The next few days were nothing like anything I might have imagined. I had not been to many Quaker gatherings as a teenager, and my high school was very small and conservative. I had never seen so many different types of people in my life. There were all types of hairstyles and guys wearing long skirts and nail polish. Many girls did not shave their legs or their armpits. People I did not know asked me, “Can I give you a hug?” I often saw “piles” of people on the floor laughing, talking, and giving each other back massages. Nobody seemed to pay attention to the differences in the way people looked.

I had never witnessed this type of openness between people, and at first, it was difficult for me to understand. People gave me hugs and invited me to join their groups, but I did not know what to think of being so close to people I felt I did not know. As the week progressed, I began to meet more and more people through workshops and activities, and I felt more included. I got to know people better, and suddenly it no longer mattered what anyone looked like. I noticed that I did not think about what I would wear in the morning, or worry about what I should say or do around people, like I usually did. I felt like I did not have to be concerned about myself around these people because they would accept me for who I really was. For the first time in my life I was able to really “let go” and dance at the closing celebration.

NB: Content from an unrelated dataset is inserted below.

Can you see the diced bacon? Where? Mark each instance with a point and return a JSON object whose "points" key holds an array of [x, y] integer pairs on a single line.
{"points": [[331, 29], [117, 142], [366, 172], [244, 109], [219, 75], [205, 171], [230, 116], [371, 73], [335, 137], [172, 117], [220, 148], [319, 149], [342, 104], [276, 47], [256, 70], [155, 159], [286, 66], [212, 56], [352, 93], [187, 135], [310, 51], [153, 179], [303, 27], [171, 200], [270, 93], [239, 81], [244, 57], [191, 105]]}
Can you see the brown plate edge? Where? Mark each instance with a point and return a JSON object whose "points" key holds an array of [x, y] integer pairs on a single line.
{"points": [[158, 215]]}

My first experience in the High School Program was three years ago, and I have insisted on attending the Gathering for the past two summers so I could be a part of this unique community again. The High School Program has been a “break” from the real world, one week each year when I have been able to be free from the preconceptions, judgments, and worries that normally surround my teenage life.

One of the best gifts I have gotten from the High School Program is the ability to be truly open-minded around other people. I remember discovering all the wonderful people from Gathering who I thought would be strange due to their different appearances. What I found was that they are really some of the most kind and loving people I have ever known. I have tried to carry the accepting and honest feeling at FGC Gathering into the rest of my life and throughout the rest of the year. My new attitude has helped me to be more true to the Quaker testimony of equality.

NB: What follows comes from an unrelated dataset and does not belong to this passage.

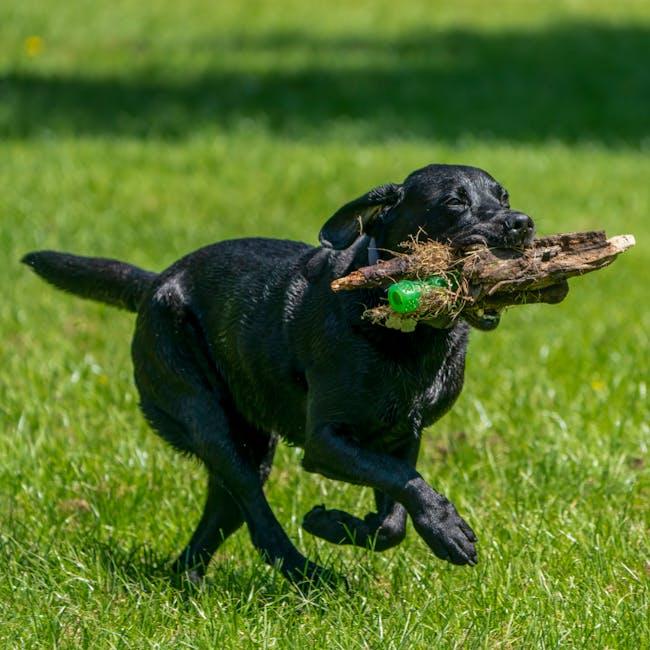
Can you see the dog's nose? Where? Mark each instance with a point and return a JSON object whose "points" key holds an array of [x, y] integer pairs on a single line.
{"points": [[520, 229]]}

In the unique environment provided by the High School Program, I was also able to learn about Quaker process. After attending my first High School Business Meeting, I felt like I had really had a part in the decisions that were made. In the meeting, I felt like everyone was an equal part of the decision making process. It was wonderful to see how the community could continue to be accepting and open-minded while making such difficult decisions. After my first Gathering, I became much more interested in Quaker process.

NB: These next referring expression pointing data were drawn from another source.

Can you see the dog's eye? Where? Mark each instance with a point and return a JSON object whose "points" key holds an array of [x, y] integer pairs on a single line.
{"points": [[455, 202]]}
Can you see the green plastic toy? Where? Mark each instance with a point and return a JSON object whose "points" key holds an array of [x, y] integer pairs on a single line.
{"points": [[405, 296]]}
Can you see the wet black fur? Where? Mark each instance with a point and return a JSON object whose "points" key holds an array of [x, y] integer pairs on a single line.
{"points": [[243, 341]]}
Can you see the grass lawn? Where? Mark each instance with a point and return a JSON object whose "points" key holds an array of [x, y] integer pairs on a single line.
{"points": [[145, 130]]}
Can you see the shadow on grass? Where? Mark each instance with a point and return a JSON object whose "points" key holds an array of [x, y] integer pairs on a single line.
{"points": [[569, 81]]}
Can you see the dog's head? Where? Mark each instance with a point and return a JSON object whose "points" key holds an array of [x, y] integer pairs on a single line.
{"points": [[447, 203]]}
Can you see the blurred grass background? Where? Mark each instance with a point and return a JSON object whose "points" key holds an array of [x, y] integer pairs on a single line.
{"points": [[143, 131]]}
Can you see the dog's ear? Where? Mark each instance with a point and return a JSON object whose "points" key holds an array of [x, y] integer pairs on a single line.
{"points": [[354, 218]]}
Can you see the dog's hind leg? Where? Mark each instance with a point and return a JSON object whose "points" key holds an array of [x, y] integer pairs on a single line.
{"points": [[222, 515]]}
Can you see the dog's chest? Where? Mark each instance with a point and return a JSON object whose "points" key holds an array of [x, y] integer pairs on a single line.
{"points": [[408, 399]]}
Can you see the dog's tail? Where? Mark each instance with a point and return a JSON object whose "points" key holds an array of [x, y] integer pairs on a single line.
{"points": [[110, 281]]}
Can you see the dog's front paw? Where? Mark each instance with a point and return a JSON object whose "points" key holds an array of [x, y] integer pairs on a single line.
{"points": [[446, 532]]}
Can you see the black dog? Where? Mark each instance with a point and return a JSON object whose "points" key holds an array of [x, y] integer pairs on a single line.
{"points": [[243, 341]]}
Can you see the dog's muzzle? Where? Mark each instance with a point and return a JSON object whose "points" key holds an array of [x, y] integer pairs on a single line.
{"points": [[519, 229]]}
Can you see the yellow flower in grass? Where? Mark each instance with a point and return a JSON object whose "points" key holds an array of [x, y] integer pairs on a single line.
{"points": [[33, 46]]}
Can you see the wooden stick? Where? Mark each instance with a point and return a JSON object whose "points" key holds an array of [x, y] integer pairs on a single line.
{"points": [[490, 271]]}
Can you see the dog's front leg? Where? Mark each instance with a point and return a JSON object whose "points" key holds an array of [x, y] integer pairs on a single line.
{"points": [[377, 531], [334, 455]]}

Although I had always had the option of attending meeting for business in my monthly meeting, I never really felt like I was a part of the decisions being made. After FGC Gathering, I truly felt like I had as much of a part in making decisions as anyone else in my meeting. I am much more interested in attending business meetings, leading forums, attending workshops, being part of committees, and eventually clerking. The High School Program was a leap in my spiritual journey because of the way it has helped me to see “light” in all sorts of people, relate to everyone without being judgmental, and under-stand Quaker process.

After I came to college this fall, I had a telephone conversation with someone I knew from the Gathering. When I was trying to describe my friends here, I told her they were like “FGC” people. I used the abbreviation, “FGC,” as an adjective to describe the people here who are free, open-minded, honest, not judgmental, and truly beautiful. I will miss the unique community I have found each year in the High School Program, but the blessings I have gained from it will constantly be a part of me.

Elizabeth Baltaro is a freshman at Guilford College in Greensboro, North Carolina. She remains a member of Oklahoma City Monthly Meeting although neither she nor her family is currently living in Oklahoma. She is a member and year-level clerk of Quaker Leadership Scholars Program at Guilford. Elizabeth plans to attend the 2000 Gathering of Friends in Rochester, NY.